Quote from: Tangled-Universe on August 23, 2019, 02:56:21 PMCan you tell how you came up with 0.3?
I first added adaptive sampling to Terragen 2.1. The original algorithm simply looked at 4 samples, calculated their average value and calculated the differences between the 4 samples and the average. It added up those differences to produce a total contrast value. It's a bit more complex than that, but I don't think the details are important here. What I've described above is what happens when the samples are 1 pixel apart, and that's what we usually think of when we are looking at pixel noise. At subpixel levels the threshold is adjusted by another factor.
From that basic algorithm, I tried it with lots of different scenes and I decided what range of values I thought were good for the default. As you know, it's sometimes difficult to predict whether it's better to increase AA or decrease PNT or do both. The default value is based on the results I got at the time. I don't remember the range of defaults that I was considering, but I homed in on 0.3/AA. It could have been 0.25, but 0.3/AA produces nicer looking numbers than 0.25/AA for most of the AA values between 2 and 6. (You can see for yourself by calculating 0.25/AA for different AA values). I couldn't decide between 0.25 and 0.3 on any other basis so I chose 0.3 for this aesthetic reason.

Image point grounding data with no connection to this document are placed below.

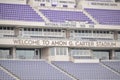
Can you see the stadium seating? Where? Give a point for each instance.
(104, 16)
(5, 76)
(18, 12)
(87, 71)
(113, 64)
(82, 57)
(62, 16)
(33, 70)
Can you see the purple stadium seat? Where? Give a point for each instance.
(18, 12)
(104, 16)
(5, 76)
(87, 71)
(62, 16)
(33, 70)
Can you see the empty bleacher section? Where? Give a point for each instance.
(115, 65)
(91, 35)
(33, 70)
(42, 33)
(87, 71)
(62, 16)
(5, 76)
(18, 12)
(105, 16)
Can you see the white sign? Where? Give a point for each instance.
(64, 43)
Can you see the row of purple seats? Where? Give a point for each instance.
(62, 16)
(18, 12)
(104, 16)
(113, 64)
(82, 57)
(33, 70)
(5, 76)
(87, 71)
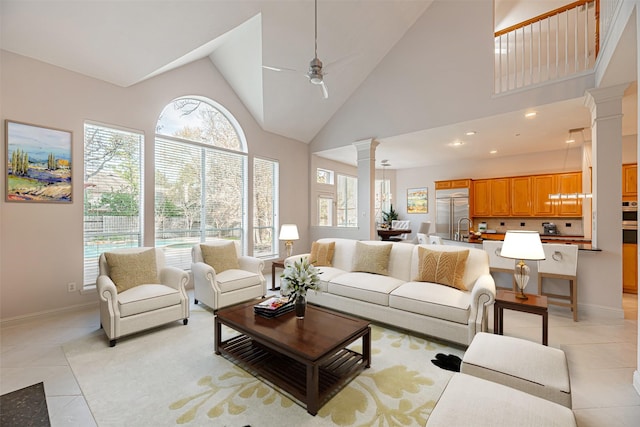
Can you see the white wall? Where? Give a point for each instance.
(42, 244)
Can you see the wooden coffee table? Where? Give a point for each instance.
(307, 357)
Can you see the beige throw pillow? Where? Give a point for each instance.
(445, 268)
(322, 254)
(221, 256)
(372, 258)
(128, 270)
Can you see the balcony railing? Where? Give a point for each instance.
(551, 46)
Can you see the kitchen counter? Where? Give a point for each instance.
(582, 243)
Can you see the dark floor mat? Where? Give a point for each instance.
(26, 407)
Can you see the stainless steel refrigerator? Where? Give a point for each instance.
(451, 206)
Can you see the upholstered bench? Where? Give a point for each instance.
(525, 365)
(472, 401)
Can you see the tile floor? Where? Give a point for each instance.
(602, 356)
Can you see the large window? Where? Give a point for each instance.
(347, 205)
(201, 178)
(113, 170)
(265, 203)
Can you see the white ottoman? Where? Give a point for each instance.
(471, 401)
(525, 365)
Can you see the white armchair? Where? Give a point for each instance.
(218, 289)
(138, 292)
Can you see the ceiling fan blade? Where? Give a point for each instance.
(325, 91)
(279, 69)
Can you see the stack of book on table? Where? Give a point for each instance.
(273, 307)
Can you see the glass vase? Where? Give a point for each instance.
(300, 305)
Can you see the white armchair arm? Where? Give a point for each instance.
(174, 277)
(109, 310)
(483, 295)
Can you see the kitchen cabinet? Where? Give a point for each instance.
(453, 183)
(569, 183)
(630, 182)
(521, 196)
(500, 199)
(630, 268)
(481, 193)
(543, 185)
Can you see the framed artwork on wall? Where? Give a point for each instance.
(418, 200)
(38, 163)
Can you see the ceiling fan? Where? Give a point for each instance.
(315, 73)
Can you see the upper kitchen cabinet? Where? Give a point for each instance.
(453, 183)
(630, 182)
(569, 183)
(543, 185)
(521, 196)
(481, 195)
(491, 197)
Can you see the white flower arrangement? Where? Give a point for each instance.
(298, 278)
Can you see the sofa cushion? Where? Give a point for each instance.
(366, 287)
(446, 268)
(128, 270)
(370, 258)
(221, 256)
(322, 253)
(433, 300)
(143, 298)
(234, 279)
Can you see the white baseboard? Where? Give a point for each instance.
(32, 316)
(600, 311)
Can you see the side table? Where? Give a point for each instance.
(536, 304)
(279, 263)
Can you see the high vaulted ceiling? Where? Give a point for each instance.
(126, 42)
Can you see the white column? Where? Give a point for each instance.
(605, 105)
(366, 188)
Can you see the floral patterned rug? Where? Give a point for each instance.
(171, 376)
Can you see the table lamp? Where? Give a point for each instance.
(522, 245)
(289, 233)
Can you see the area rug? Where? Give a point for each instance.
(171, 376)
(26, 407)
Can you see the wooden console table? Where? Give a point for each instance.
(279, 263)
(536, 304)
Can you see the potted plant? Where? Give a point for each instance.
(389, 216)
(296, 280)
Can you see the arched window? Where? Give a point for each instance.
(201, 178)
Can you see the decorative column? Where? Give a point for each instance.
(366, 188)
(605, 105)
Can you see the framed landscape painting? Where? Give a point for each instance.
(38, 163)
(417, 200)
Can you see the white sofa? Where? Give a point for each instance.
(428, 308)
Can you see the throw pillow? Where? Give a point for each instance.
(221, 256)
(445, 268)
(372, 258)
(322, 254)
(128, 270)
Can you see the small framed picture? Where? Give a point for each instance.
(38, 163)
(418, 200)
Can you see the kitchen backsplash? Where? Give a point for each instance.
(565, 226)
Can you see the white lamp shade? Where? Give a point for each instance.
(289, 232)
(521, 244)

Decisions made at the algorithm level would have changed these numbers. For example, if I had looked at 9 samples instead of 4, the default PNT would be a larger number. On the other hand, if I'd used 9 samples I might have decided to use the
mean of the differences rather than the sum, and then that would make the equivalent PNT values smaller.

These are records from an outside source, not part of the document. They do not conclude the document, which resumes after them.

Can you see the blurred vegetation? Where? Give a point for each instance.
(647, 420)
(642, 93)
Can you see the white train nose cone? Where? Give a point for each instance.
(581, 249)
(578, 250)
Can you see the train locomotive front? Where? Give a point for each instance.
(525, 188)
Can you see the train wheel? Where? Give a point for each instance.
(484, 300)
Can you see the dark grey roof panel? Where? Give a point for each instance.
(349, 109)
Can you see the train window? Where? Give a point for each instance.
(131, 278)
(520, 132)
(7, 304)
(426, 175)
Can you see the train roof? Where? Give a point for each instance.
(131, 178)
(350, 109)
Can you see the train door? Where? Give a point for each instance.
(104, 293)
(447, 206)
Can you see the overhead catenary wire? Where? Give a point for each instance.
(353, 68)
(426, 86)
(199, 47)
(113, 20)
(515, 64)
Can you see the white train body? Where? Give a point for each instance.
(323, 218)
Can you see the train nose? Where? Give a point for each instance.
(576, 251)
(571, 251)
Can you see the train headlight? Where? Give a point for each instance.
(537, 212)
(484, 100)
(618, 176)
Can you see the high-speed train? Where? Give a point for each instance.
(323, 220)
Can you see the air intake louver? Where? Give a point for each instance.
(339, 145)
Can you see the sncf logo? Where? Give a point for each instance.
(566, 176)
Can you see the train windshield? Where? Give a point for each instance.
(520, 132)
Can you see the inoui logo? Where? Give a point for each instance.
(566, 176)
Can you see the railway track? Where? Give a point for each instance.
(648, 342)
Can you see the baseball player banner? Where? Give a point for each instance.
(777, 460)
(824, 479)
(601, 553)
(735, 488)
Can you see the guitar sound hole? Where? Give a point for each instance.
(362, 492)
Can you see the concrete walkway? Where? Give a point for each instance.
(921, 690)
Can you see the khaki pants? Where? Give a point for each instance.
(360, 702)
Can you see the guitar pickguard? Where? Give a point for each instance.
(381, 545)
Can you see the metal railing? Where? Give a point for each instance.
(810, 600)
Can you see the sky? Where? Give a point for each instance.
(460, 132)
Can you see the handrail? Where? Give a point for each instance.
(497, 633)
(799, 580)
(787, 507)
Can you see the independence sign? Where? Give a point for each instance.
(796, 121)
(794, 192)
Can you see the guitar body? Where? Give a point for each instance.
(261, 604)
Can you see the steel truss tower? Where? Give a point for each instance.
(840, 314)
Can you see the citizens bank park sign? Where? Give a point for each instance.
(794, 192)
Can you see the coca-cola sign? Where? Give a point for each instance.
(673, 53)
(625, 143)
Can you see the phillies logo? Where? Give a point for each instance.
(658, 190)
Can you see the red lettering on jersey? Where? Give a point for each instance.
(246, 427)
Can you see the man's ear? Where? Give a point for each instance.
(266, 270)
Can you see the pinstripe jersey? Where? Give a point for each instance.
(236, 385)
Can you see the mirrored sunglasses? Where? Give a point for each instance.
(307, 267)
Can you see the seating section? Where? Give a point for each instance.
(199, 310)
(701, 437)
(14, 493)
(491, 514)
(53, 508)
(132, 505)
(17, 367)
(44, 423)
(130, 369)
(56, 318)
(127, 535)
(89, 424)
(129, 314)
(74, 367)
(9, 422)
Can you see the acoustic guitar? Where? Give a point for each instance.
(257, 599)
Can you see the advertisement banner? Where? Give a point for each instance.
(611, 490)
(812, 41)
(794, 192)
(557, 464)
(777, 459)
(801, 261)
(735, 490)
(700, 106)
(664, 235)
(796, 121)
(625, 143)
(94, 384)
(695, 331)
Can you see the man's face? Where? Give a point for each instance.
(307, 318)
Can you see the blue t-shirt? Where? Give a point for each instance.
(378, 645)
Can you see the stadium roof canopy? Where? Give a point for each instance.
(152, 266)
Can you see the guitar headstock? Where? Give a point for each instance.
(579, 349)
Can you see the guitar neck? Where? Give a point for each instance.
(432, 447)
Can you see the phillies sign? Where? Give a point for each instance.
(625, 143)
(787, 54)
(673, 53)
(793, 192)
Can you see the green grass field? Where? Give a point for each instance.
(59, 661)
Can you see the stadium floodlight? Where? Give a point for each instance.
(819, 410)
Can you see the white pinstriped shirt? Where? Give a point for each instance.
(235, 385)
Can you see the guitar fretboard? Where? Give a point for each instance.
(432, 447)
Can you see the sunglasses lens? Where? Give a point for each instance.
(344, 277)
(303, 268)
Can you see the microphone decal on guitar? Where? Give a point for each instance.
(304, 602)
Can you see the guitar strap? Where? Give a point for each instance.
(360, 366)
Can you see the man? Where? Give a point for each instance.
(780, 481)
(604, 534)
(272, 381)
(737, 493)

In Terragen 4.3 I added "Robust adaptive sampling" and improved upon it for 4.4. I wanted to keep the default values the same to reduce confusion and to minimize the number of things you have to change when switching between legacy and robust adaptive sampling. But there's a problem. Robust adaptive sampling is a very different algorithm and the old thresholds don't apply directly. To solve this, there is an internal mapping from PNT to the specific threshold that the Robust sampler uses. The specific mapping sometimes has to change as I improve the algorithm, and it's very specific to the algorithm. I had to calibrate that mapping based on lots of tests, with 2 major goals. The robust sampler should produce visibly better images than the legacy sampler for any given PNT (within reasonable values), and it should render the image faster. It doesn't always meet both of these goals, but they help me to constrain the range of possible ways to map PNT to the internal threshold used by the robust sampler. This might be tweaked again in future when improvements are made to the robust sampler.